Coeur de Lionne n’eut pas le temps de vraiment entamer quoi que ce soit, car à peine Manteau Automnal eut-elle comprit ce qu’il se passait qu’elle bondit bien droite sur ses quatre pattes, accompagnée de cette enthousiasme permanent dont elle faisait preuve et qui avait donné énormément de fil à retordre à la guerrière sable lorsqu’elle entraînait Nuage Automnal à l’époque. Il faut dire qu’avec cette boule d’énergie, il n’était pas possible de s’ennuyer. Constamment, elle réclamait quelque chose pour s’occuper les pattes et les pensées, et grâce à cela, elle progressait rapidement, mais cela fut rude pour Coeur de Lionne qui, chaque soir, plongeait dans sa litière, exténuée, tout en sachant que le lendemain pourrait se révéler pire que la veille. Ainsi avait-elle vécu six lunes à ses côtés, puis de nombreuses lunes étaient passées, près d’une dizaine. Mais la féline bicolore n’avait en rien perdu sa joie de vivre et ce sourire toujours collé aux lèvres. Évidemment qu’elle était partante pour une partie de chasse. Manteau Automnal avait toujours eut ce don pour donner le sourire à ceux qui l’entourent, à ceux qui veulent bien d’un peu de sa gentillesse et de son bonheur, ce dont parfois, Coeur de Lionne avait réellement besoin. La belle féline lui avait fait un bien fou dans sa vie, il fallait le dire.

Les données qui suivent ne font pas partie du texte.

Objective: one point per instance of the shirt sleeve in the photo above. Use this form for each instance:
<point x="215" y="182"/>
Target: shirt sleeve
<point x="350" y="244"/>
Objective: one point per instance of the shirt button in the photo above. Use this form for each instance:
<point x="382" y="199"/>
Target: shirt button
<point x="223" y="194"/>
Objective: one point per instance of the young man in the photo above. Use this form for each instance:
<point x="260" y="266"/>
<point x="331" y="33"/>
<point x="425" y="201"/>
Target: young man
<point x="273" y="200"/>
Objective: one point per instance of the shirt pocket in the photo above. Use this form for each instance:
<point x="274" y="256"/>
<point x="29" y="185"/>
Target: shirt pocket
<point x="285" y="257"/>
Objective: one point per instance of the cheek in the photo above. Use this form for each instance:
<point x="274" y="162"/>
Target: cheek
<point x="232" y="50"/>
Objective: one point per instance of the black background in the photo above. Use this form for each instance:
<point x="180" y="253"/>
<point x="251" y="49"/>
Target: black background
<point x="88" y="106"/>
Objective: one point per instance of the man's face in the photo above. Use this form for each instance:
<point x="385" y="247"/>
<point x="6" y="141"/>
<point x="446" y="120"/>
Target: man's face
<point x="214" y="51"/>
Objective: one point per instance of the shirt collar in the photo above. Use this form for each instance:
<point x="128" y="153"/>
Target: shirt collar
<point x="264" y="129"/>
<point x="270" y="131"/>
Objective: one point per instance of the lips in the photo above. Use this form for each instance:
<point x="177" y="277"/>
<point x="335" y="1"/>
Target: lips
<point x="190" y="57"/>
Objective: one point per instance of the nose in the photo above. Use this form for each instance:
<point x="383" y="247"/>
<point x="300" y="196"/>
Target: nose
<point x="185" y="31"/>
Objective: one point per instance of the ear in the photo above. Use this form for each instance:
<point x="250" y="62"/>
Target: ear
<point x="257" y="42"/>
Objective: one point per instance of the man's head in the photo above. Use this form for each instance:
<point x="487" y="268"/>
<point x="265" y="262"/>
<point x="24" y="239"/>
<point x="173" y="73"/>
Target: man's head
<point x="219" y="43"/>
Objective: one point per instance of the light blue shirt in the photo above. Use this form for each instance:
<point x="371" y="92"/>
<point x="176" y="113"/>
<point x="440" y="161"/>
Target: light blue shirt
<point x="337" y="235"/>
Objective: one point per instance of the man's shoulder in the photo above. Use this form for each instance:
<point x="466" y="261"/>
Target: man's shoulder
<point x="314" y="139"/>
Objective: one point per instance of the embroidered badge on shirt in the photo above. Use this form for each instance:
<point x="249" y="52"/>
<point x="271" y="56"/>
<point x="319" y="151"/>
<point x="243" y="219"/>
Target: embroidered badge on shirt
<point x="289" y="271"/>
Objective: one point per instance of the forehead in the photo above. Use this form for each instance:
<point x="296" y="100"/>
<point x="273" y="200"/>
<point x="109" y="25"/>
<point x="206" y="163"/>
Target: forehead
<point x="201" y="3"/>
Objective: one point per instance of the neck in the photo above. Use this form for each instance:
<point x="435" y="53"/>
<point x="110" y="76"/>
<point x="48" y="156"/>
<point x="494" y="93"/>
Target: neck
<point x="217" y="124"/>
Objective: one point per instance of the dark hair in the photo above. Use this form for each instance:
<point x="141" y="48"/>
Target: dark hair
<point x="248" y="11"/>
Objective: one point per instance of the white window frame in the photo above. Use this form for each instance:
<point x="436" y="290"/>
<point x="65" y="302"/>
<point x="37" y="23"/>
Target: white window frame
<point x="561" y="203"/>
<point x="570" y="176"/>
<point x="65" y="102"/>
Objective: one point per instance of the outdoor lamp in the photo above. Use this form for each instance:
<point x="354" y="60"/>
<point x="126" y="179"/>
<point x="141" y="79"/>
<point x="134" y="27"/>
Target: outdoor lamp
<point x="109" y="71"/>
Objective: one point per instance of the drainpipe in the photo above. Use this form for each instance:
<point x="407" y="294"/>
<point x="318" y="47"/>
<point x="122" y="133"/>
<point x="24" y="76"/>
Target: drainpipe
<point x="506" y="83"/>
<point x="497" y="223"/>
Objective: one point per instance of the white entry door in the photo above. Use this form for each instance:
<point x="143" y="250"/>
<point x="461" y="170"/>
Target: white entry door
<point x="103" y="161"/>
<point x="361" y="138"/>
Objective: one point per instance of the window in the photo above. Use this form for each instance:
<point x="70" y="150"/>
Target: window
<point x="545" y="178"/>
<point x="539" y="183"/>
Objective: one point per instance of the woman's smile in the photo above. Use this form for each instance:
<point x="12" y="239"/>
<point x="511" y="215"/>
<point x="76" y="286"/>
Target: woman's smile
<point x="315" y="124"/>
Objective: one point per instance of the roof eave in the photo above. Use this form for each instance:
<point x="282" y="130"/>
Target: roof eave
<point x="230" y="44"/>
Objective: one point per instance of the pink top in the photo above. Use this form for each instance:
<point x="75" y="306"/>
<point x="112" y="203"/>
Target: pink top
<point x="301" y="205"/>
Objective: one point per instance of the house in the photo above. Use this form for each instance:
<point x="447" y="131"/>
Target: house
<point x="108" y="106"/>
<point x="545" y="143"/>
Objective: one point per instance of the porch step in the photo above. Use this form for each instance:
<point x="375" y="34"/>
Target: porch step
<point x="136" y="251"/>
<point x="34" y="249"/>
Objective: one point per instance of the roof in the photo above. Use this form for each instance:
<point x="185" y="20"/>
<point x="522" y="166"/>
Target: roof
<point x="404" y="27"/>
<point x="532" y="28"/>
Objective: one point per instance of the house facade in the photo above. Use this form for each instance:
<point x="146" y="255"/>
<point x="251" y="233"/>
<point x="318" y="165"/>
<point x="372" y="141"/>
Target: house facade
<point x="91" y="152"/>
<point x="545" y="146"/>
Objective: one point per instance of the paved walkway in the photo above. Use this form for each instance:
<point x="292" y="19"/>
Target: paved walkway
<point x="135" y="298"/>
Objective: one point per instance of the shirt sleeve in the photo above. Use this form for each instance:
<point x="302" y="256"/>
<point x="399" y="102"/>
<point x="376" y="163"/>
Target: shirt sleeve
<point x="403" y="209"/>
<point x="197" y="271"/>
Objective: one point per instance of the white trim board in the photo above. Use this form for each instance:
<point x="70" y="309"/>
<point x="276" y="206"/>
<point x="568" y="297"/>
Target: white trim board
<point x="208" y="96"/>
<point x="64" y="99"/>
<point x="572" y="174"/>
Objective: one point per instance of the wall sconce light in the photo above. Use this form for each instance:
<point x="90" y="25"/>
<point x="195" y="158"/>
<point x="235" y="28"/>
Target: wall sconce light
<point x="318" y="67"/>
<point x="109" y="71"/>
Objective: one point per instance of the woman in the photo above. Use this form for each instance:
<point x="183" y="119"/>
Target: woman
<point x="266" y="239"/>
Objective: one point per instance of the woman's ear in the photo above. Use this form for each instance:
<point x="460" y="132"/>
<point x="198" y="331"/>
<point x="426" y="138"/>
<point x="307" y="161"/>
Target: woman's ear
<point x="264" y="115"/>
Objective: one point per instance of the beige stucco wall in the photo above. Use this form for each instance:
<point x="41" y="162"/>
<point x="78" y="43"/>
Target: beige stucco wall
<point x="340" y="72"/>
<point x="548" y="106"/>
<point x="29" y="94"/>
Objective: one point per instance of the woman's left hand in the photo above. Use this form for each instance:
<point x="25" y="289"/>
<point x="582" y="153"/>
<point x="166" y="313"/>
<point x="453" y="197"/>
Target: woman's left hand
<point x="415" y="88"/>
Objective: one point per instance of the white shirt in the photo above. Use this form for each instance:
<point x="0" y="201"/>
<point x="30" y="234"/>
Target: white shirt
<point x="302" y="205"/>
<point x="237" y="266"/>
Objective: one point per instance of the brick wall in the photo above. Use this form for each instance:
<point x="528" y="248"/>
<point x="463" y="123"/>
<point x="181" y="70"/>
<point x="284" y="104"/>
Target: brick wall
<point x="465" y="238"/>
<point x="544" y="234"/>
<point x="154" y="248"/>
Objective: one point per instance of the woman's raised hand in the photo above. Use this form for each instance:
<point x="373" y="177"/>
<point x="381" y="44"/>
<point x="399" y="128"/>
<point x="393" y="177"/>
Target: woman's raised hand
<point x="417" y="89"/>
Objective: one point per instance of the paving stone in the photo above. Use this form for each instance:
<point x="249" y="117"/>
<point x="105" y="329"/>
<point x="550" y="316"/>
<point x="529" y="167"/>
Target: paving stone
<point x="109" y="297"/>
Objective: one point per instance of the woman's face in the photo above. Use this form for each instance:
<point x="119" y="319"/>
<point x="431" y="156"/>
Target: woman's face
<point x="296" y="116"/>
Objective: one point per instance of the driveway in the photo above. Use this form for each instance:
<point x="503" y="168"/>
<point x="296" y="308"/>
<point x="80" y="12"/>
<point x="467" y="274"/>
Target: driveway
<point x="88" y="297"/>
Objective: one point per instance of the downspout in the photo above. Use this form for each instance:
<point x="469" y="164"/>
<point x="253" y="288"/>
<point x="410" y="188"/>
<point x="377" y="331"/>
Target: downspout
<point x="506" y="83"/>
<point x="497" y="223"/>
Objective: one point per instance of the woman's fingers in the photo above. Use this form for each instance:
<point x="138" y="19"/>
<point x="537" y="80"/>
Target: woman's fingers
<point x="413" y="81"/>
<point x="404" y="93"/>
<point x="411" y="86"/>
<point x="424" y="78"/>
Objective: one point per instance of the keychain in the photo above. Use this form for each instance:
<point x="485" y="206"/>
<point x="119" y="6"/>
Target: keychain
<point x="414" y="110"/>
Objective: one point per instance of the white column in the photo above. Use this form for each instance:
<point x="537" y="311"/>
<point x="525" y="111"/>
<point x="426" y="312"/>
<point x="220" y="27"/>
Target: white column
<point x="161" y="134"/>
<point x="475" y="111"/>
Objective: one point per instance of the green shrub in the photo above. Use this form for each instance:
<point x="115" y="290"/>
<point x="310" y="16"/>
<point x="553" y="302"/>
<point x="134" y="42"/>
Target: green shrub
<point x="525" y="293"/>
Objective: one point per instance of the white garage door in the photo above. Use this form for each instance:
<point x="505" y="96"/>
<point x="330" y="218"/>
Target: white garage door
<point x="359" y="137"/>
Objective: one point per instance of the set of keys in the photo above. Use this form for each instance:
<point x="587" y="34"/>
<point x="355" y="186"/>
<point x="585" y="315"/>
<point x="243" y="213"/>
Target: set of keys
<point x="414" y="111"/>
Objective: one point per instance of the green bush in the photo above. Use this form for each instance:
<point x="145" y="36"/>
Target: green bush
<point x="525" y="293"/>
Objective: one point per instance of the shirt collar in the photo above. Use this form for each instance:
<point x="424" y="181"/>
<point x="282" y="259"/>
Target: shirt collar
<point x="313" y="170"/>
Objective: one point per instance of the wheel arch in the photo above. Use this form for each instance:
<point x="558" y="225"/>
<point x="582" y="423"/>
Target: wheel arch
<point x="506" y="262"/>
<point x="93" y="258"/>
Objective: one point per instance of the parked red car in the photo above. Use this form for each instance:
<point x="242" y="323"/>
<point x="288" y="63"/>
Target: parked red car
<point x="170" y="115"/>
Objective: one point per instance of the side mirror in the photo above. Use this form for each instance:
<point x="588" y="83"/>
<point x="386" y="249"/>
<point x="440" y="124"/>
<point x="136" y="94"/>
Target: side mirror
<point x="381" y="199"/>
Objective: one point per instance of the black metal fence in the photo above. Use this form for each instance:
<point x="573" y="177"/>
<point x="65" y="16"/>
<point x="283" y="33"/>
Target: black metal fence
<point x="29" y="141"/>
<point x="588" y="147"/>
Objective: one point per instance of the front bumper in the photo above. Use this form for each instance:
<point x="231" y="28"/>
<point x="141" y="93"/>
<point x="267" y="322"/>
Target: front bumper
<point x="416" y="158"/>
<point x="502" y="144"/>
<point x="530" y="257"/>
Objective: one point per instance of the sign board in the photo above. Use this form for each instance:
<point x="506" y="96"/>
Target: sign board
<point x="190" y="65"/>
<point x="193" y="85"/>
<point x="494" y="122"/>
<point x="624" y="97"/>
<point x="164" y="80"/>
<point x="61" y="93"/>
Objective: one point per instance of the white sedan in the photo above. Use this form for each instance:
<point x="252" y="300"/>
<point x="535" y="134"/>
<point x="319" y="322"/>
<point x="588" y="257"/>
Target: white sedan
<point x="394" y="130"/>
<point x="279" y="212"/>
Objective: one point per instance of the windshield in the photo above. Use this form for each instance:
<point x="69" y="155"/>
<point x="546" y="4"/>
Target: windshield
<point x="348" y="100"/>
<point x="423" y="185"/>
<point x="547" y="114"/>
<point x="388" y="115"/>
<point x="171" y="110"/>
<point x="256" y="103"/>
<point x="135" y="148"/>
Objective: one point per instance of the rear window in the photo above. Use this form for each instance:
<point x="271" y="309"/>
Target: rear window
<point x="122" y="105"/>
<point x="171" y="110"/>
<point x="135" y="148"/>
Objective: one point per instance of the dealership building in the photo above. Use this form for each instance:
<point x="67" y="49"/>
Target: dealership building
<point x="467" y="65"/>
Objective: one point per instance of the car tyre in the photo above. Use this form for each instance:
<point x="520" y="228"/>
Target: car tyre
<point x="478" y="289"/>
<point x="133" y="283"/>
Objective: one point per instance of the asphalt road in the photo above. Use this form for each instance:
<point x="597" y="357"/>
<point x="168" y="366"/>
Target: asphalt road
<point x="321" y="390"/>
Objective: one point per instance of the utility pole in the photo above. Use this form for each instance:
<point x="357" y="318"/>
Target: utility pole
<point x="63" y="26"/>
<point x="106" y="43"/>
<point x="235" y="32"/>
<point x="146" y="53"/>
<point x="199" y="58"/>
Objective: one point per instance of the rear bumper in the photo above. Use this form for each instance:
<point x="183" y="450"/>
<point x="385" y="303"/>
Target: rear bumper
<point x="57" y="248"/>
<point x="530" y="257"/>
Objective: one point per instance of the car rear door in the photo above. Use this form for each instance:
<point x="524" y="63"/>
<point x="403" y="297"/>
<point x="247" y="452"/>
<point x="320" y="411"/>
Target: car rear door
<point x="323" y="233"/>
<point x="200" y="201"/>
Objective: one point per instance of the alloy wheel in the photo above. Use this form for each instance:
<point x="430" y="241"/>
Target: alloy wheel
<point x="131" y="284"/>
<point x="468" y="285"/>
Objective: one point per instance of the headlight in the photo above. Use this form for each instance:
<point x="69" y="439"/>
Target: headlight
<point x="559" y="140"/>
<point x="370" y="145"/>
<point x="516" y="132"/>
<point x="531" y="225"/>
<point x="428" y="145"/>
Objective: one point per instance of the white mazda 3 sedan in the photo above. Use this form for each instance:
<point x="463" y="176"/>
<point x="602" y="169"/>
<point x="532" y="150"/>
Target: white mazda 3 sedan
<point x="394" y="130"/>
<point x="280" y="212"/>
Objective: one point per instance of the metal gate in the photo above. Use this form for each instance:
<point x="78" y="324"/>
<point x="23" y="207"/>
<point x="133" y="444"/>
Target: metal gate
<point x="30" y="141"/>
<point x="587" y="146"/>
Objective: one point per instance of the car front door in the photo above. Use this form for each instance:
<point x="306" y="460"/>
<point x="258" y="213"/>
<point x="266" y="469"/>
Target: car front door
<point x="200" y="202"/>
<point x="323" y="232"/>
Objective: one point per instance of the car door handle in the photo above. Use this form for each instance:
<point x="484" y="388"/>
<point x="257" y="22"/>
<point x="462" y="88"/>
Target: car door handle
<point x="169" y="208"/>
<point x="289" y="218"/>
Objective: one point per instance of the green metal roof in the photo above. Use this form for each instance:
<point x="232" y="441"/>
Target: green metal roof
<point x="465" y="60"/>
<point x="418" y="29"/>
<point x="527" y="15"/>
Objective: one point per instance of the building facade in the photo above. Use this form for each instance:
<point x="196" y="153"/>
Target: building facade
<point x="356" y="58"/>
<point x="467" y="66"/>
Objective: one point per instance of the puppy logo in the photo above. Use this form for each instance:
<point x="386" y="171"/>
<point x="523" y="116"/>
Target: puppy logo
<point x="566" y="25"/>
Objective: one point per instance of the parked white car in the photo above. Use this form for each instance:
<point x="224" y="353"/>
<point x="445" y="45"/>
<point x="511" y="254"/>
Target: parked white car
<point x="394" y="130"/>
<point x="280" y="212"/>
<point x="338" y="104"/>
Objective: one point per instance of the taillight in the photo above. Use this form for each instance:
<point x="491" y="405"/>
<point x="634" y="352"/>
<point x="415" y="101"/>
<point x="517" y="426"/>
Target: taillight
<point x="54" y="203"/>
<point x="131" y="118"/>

Et désormais, elles dormaient dans la même tanière et continuaient de partager quelques moments ensemble, comme de véritables amies, si peu nombreuses en ce bas monde. Son bonheur était caché par un murmure tandis qu’elle manqua de peu de marcher sur le queue de l’un de ses camarades. Elle quitta la première l’antre, talonnée par son ancien mentor, qui avait gagné une joie nouvelle en voyant la beauté du ciel et ce soleil réchauffant la fourrure. Une chaleur dont on ne se laissait que très rarement. Il fallait avouer qu’il était bon de sentir les rayons de l’astre flamboyant se balader sur son pelage. L'euphorie de la jeune femelle ne cessait point, elle sortait comme un petit chaton qui découvre le monde, sautillant presque de partout et à peine eut-elle fini sa toilette qu’elle se précipitait à l'entrée du camp, impatiente d’aller chasser les lapins et certaine qu’elle s’était encore améliorée. Se levant d’une manière plus nonchalante que sa camarade, avec pourtant autant de joie brillant dans le regard, elle dépassa la demoiselle avant de se mettre à courir, criant derrière son épaule : « — La dernière dans les hautes landes est un lapin mouillé ! » s’exclama-t-elle, redoublant d’efforts, espérant que Manteau Automnal ne s’était pas tant améliorée que cela en course, de peur de se faire dépassée.